30 Nov 2012 | Cpl. Brian Adam Jones Marine Corps Air Station Cherry Point

When Lily Parrish was born almost two months prematurely, she was so small that her father’s wedding band could fit around her arm.

Hanging in the hall of the Parrish home aboard Marine Corps Air Station Cherry Point, N.C., there’s a photo of that moment – a one-day-old child, weighing barely 2 pounds, clinging to life in neonatal intensive care, wearing a symbol of her parents' love on her tiny sleeve.

Lily was due in May 2009. Her mother, Tiffany, started suffering complications in January. Things quickly grew more serious.

“She was literally starving to death inside of me,” Tiffany said.

Doctors administered a treatment involving steroids in an attempt to save Lily’s life. On March 6, 2009, a full 59 days before she was due to give birth, Tiffany underwent a cesarean section at Jackson-Madison County General Hospital, in Jackson, Tenn.

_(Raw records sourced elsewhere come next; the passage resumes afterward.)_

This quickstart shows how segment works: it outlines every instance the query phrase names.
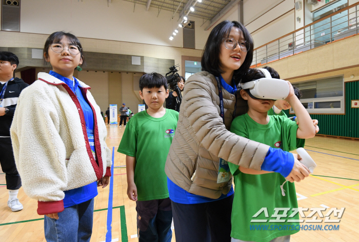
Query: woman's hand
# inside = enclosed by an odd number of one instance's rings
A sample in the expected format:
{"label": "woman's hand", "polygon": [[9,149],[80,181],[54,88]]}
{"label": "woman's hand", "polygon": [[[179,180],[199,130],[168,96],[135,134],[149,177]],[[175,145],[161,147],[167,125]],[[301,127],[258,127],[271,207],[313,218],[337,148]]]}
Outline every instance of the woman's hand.
{"label": "woman's hand", "polygon": [[101,180],[97,182],[97,186],[102,186],[103,188],[105,188],[110,183],[110,177],[104,177]]}
{"label": "woman's hand", "polygon": [[293,169],[289,173],[289,175],[286,178],[286,179],[290,182],[294,181],[299,182],[304,178],[309,176],[309,170],[303,164],[302,164],[298,160],[302,160],[302,158],[297,154],[292,154],[294,157],[294,164],[293,166]]}
{"label": "woman's hand", "polygon": [[54,219],[58,219],[58,214],[57,213],[49,213],[48,214],[45,214],[45,216],[47,216],[50,218],[53,218]]}

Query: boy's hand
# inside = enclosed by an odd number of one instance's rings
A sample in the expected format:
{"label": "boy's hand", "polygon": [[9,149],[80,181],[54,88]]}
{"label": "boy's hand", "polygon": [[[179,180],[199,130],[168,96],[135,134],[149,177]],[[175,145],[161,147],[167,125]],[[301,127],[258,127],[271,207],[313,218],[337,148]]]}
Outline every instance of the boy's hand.
{"label": "boy's hand", "polygon": [[300,156],[297,154],[293,154],[293,156],[294,157],[294,164],[292,171],[286,179],[290,182],[300,182],[301,180],[309,176],[309,170],[298,160],[302,159]]}
{"label": "boy's hand", "polygon": [[[316,119],[312,119],[313,125],[315,127],[315,134],[317,134],[319,132],[319,126],[318,126],[318,120]],[[297,125],[299,124],[299,121],[298,121],[298,118],[295,118],[295,121],[296,122]]]}
{"label": "boy's hand", "polygon": [[288,85],[289,86],[289,94],[288,95],[288,97],[286,98],[286,101],[289,102],[289,98],[291,97],[292,96],[295,96],[295,94],[294,94],[294,90],[293,89],[293,86],[292,85],[292,83],[289,82],[288,81],[287,81],[287,82],[288,83]]}
{"label": "boy's hand", "polygon": [[98,180],[97,182],[97,186],[99,187],[102,186],[102,188],[105,188],[109,183],[110,177],[104,177],[101,180]]}
{"label": "boy's hand", "polygon": [[50,218],[53,218],[54,219],[58,219],[58,214],[57,214],[57,213],[49,213],[48,214],[45,215]]}
{"label": "boy's hand", "polygon": [[137,201],[137,187],[134,183],[127,185],[127,195],[130,200]]}

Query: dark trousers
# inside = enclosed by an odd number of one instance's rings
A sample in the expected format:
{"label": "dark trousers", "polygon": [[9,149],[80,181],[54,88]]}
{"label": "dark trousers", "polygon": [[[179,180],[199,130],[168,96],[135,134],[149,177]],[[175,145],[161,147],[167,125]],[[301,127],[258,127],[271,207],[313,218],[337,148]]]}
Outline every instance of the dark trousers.
{"label": "dark trousers", "polygon": [[122,125],[122,120],[124,121],[124,125],[126,125],[126,119],[127,118],[127,115],[121,115],[119,118],[119,126]]}
{"label": "dark trousers", "polygon": [[169,198],[137,201],[138,242],[171,242],[172,210]]}
{"label": "dark trousers", "polygon": [[16,190],[21,187],[21,179],[15,164],[11,138],[0,138],[0,164],[5,173],[6,188]]}
{"label": "dark trousers", "polygon": [[176,242],[230,242],[234,196],[197,204],[172,201]]}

“The doctors told me that I wouldn't hear her cry. They said they had to whisk her away immediately to try to save her life,” Tiffany said. “But the steroid injections worked. Not only did she cry, she was screaming her head off.”

The Parrish family still had a rough road ahead. Tiffany’s complications with the pregnancy created a threat to her own life.

She had fluid in her lungs, and her kidneys and liver were shutting down. Even after Tiffany pulled through, Lily spent more than a month in neonatal intensive care, sleeping in an incubator. Her parents had to scrub and clean their hands and arms and don sanitary gear just to see her.

The Parrish family’s ordeal lead Tiffany to look into the March of Dimes, a 75-year-old organization dedicated to fighting prematurity. It turns out that the steroid injections that saved Lily’s life were a result of March of Dimes-funded research, Tiffany said.

Fast forward more than three years. Lily is an energetic child with blonde hair and big eyes. Last year, Tiffany gave birth to a full-term, healthy baby girl, Allie. Tiffany’s husband, Jonathan Parrish, joined the Marine Corps and is now a lance corporal assigned to Marine Attack Squadron 542 at Cherry Point.

The Parrish family was recently selected as the ambassador family for the Crystal Coast March of Dimes March for Babies, an annual awareness march scheduled for May 19 in Morehead City. As an ambassador family, the Parrish family will use their story of survival to boost awareness for the March for Dimes mission.

“We pick a family every year that had a premature child,” said Gretchen Jones, March of Dimes division director for southeastern North Carolina. “I met Tiffany last year, and I thought she’d just be the perfect person.”

Tiffany said she is excited to use her role as an ambassador for March of Dimes to share her story with anyone who will listen.
“Lily is the reason I am doing this,” Tiffany said. “Seeing what my daughter went through has inspired me to do everything I can. One in every eight babies is born premature. It is the number one cause of deaths for infants.”

Founded by Franklin D. Roosevelt in 1938, March of Dimes played an instrumental role in the eradication of polio. Since shifting their focus in 1970, they have raised more than $1.8 billion to research premature pregnancies. November is National Prematurity Awareness Month.